Singapore’s Foreign Minister Vivian Balakrishnan on Wednesday (March 23) said contrasting views between China and the United States on Russia’s Ukraine war was threatening to “inadvertently complicate” already fraught ties between the superpowers.
“Their different approach to the war in Ukraine is the latest complication,” Vivian said in a keynote address at the South China Morning Post’s China Conference: Southeast Asia, adding it would be “disastrous for both powers to focus on extreme competition or even confrontation” and that “the old Cold War strategy of containment will not be viable in this emerging multipolar world”.
A deterioration in ties between the countries would only serve to harm global efforts to deal with long term problems like climate change, he said.
In the 15-minute speech, he said the world was on the verge of a dangerous moment in the aftermath of the Covid-19 pandemic and Russia’s war in Ukraine, and urged governments to double down on efforts to hold together the international rules-based order.
He also reiterated the city state’s frequently-emphasised position that geopolitical shifts shaping an emergent “multipolar order” required the US, China and all other powers to abide by a new modus vivendi, or way to get along.
The escalating US-China superpower rivalry and rising anxieties about social mobility and inequality were prime drivers of the shift, he said.
But “it’s really the two more recent events, Covid-19 and especially the war in Ukraine that have truly marked the end of this post-World War II golden era,” Singapore’s top diplomat said in the recorded speech for the conference.
Vivian said that a lot was at stake for the European Union and Asia.
Peace and prosperity based on international law, the principles of the United Nations Charter, trade liberalisation, the “amazing progress on a single technological stack” especially in the digital sector and life sciences, as well as just-in-time supply chains and low defence expenditure were all at risk, he said.
“A new era is being born, and the most dangerous moment is at its birth — when rules, norms and expectations are not yet set,” he said. “And so we live in dangerous times.”
Of immediate concern, said the foreign minister, was the outcome of the war in Ukraine and its “attendant impact on the global order”.
In the short term, the risk of stagflation remained high, Vivian said, noting the severe impact war had on societies in the 1970s, which led to supply and demand shocks as well as high inflation — especially in energy and food prices.
In the medium term, the risk of new Covid-19 variants and a future pandemic continue to loom even as Omicron continues to recede in most countries. The climate crisis, meanwhile, remained an existential threat, Vivian noted, pointing to various recent weather incidents including floods in China, Australia and Southeast Asia.
The minister elaborated on how the multipolar order was shaping up in economic terms, noting China’s emergence since 1990, when the US economy was more than 10 times the size of Russia or China.
The US still continues to have about 25 per cent of global GDP, and China’s share of the world economy stood at around 17 per cent in 2020.
The European Union and Britain, Vivian noted, collectively account for 21 per cent of world GDP and the 10 nations that make up the Association of Southeast Asian Nations (Asean) will become the fourth largest global economy by 2030.
And amid expected major shifts in this regard in India, Latin America, Africa and Russia, there was a need for countries to uphold international law, Vivian said, emphasising a key tenet of Singapore foreign policy repeated with increased frequency in the aftermath of Moscow’s unprovoked aggression in Ukraine.
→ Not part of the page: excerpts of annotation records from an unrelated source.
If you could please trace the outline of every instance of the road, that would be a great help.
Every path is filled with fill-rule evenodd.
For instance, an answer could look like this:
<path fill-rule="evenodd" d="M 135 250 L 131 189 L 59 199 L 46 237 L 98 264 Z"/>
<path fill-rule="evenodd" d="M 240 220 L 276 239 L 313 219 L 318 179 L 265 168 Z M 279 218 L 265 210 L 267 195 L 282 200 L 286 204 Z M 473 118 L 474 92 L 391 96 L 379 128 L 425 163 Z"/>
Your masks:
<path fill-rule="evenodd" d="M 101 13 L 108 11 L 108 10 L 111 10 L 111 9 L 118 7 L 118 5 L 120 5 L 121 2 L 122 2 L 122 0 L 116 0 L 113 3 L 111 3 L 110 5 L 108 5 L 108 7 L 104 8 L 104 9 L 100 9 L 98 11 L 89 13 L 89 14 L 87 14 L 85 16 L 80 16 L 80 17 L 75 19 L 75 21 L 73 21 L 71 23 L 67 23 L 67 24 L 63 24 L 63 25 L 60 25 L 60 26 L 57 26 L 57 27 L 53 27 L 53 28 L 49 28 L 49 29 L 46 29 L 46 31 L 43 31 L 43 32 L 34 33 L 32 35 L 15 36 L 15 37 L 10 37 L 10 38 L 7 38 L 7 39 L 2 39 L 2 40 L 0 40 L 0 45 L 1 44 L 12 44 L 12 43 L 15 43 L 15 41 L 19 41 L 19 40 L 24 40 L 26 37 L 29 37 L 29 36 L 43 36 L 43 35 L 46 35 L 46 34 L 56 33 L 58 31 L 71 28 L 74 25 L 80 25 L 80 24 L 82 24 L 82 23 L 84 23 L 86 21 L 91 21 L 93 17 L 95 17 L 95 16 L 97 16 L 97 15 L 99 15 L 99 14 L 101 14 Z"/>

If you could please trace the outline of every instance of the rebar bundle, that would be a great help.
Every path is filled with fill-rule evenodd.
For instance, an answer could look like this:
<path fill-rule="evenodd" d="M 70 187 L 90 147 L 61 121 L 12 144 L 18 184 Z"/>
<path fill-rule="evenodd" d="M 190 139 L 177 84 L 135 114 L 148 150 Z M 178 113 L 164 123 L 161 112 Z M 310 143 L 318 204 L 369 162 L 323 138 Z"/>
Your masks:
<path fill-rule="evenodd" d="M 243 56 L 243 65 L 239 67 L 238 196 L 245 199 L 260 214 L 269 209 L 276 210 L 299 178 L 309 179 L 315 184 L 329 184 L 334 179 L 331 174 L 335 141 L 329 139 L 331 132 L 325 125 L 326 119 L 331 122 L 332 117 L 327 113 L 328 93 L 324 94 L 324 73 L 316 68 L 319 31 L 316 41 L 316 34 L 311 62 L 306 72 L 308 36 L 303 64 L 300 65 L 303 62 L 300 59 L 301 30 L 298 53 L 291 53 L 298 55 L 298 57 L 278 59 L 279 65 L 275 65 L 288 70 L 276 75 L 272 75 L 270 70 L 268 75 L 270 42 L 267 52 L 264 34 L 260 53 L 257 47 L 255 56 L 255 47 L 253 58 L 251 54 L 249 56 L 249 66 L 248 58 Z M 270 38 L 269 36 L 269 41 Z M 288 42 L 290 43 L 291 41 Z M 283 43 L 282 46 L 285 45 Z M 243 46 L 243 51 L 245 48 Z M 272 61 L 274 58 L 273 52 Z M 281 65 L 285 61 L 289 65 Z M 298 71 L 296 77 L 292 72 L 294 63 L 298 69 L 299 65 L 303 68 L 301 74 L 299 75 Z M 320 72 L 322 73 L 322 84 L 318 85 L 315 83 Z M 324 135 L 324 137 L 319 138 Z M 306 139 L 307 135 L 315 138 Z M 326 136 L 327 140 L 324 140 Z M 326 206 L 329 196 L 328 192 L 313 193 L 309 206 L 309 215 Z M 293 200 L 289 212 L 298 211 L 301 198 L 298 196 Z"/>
Cooperation can begin via bilateral or “plurilateral” agreements before they grow into wider arrangements, Vivian said, citing the example of the digital economy partnership agreement Singapore has with Chile and New Zealand. That pact has since received accession applications from South Korea and China.
Existing UN-linked bodies such as the World Health Organisation and the World Trade Organisation needed to be fortified and countries must support efforts to ensure they are “fit for purpose to meet the challenges of managing our global commons,” Vivian said.
Also speaking at the start of the two-day conference was Deng Xijun, China’s ambassador to Asean. The Chinese envoy said Beijing was committed to enhancing ties with the region.
“It is of paramount importance for us to uphold genuine multilateralism and insist that international and regional affairs be handled through consultation,” Deng said. “China firmly opposes hegemonism and power politics and is willing to keep long-term friendly relations with its neighbouring countries and jointly maintain lasting peace region-wide,” he said.
On the South China Sea dispute between the Asian power and some Asean nations, Deng said China hoped to “speed up” ongoing consultations for a code of conduct between parties in the disputed area. “Peace and stability in the South China Sea requires the joint efforts of all parties,” he said.
“Countries in the region could and should be good navigators and hold the key to peace and stability in the South China Sea in their own hands”.